Encyclopedia of the Great Plains

David J. Wishart, Editor


SILVER REPUBLICANS

Committed to unlimited silver coinage ("free silver"), Silver Republicans opposed the restrictive financial policies of the national Republican Party in the late nineteenth century. They predominated in the West, especially in the Rocky Mountain states, whose silver production would benefit from a larger federal market, and in the Plains states, where troubled farmers favored inflation to reduce their debt burden and to increase farm prices.

From the 1870s on, silverites succeeded in including free silver in Republican state platforms, and they steadily supported silver proposals in Congress. In 1889–90 the "omnibus" admission of six new western states, including North and South Dakota, increased their congressional influence, and they secured passage of the Sherman Silver Purchase Act.
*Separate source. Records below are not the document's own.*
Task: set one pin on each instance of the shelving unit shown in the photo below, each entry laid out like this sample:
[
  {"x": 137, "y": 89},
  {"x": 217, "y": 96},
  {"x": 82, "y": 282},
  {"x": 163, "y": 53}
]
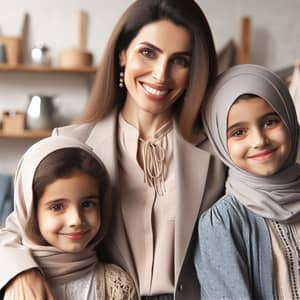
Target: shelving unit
[
  {"x": 45, "y": 69},
  {"x": 26, "y": 134},
  {"x": 27, "y": 68}
]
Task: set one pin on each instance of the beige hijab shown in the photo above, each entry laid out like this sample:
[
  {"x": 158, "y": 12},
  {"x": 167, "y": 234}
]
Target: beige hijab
[
  {"x": 278, "y": 196},
  {"x": 57, "y": 266}
]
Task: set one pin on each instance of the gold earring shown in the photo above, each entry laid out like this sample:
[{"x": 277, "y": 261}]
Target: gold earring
[{"x": 121, "y": 79}]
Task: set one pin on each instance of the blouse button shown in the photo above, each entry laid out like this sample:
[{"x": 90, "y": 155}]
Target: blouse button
[{"x": 180, "y": 287}]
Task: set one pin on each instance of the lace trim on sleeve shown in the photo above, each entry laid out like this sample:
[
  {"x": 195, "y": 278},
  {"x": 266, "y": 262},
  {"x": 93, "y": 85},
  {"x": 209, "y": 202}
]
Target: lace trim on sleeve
[{"x": 119, "y": 285}]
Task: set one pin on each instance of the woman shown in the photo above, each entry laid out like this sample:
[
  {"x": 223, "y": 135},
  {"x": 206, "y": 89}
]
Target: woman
[{"x": 143, "y": 122}]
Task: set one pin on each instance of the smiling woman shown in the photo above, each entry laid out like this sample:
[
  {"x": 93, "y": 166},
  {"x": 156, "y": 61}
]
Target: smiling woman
[{"x": 143, "y": 121}]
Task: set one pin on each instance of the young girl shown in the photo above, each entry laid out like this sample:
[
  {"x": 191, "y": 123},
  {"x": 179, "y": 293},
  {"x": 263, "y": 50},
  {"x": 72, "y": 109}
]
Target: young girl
[
  {"x": 62, "y": 206},
  {"x": 249, "y": 246}
]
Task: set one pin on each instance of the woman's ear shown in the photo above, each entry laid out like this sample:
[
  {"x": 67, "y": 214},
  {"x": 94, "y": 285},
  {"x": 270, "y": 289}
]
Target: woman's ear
[{"x": 122, "y": 58}]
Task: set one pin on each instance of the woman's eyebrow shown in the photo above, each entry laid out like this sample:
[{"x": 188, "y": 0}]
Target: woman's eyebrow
[{"x": 187, "y": 53}]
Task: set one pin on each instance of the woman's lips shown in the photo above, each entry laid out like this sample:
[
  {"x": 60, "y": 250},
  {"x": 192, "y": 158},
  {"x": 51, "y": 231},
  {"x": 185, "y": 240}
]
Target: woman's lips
[{"x": 155, "y": 93}]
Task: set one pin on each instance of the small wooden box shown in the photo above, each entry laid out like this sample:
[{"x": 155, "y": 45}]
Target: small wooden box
[{"x": 13, "y": 121}]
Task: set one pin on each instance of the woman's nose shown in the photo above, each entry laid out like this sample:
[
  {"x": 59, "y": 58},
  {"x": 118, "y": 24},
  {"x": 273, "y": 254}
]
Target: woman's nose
[{"x": 160, "y": 71}]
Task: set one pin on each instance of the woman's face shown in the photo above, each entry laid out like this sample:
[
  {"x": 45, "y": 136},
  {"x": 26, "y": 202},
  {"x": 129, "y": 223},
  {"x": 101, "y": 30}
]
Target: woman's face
[{"x": 157, "y": 64}]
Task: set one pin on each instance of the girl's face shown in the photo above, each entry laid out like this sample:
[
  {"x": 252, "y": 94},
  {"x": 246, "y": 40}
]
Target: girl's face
[
  {"x": 257, "y": 139},
  {"x": 69, "y": 213},
  {"x": 157, "y": 64}
]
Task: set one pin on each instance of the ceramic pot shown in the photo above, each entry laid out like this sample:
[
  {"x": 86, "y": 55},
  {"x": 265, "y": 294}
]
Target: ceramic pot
[{"x": 40, "y": 112}]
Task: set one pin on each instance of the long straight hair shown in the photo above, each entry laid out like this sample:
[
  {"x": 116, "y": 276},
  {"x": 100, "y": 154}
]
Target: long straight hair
[{"x": 106, "y": 93}]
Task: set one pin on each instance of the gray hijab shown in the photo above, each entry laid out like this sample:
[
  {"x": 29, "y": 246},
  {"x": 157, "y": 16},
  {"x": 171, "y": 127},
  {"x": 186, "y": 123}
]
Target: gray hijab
[{"x": 275, "y": 197}]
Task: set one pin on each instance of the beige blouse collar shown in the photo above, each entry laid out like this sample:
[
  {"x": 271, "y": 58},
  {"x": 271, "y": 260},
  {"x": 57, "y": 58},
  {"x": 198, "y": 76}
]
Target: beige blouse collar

After eastern Republicans joined conservative Democrats under President Grover Cleveland to repeal the Sherman Act in 1893, the silver issue quickly rose to dominate politics and contribute to the realignment of the 1890s. Led by Sen. Henry Teller of Colorado and Sen. Richard Pettigrew of South Dakota, Silver Republicans joined Democrats and Populists in agitating the issue.

When the 1896 Republican platform adopted the gold standard, many Silver Republicans reluctantly acquiesced, but others bolted to organize the Silver Republican Party. It proposed Teller as a candidate acceptable to all silverites but endorsed the subsequent Democratic nomination of William Jennings Bryan on a silver platform. Although the Bryan campaign failed, Silver Republicans had success in state elections in Kansas, Nebraska, and South Dakota, where they fused with Democrats and Populists.

Thereafter, some Silver Republicans rejoined the main party; others continued to fuse with Populists and Democrats but with diminishing success. After Bryan's second defeat in 1900, they dissolved their organization and followed Pettigrew into the Democratic Party.

Peter H. Argersinger Southern Illinois University

Ellis, Elmer. Henry Moore Teller: Defender of the West. Caldwell ID: Caxton Printers Ltd., 1941.

Hendrickson, Kenneth E. "The Public Career of Richard F. Pettigrew of South Dakota." South Dakota Department of History, Report and Historical Collections 34 (1968): 143–311.

Wellborn, Fred. "The Influence of the Silver Republican Senators, 1889–1891." Mississippi Valley Historical Review 14 (1928): 462–80.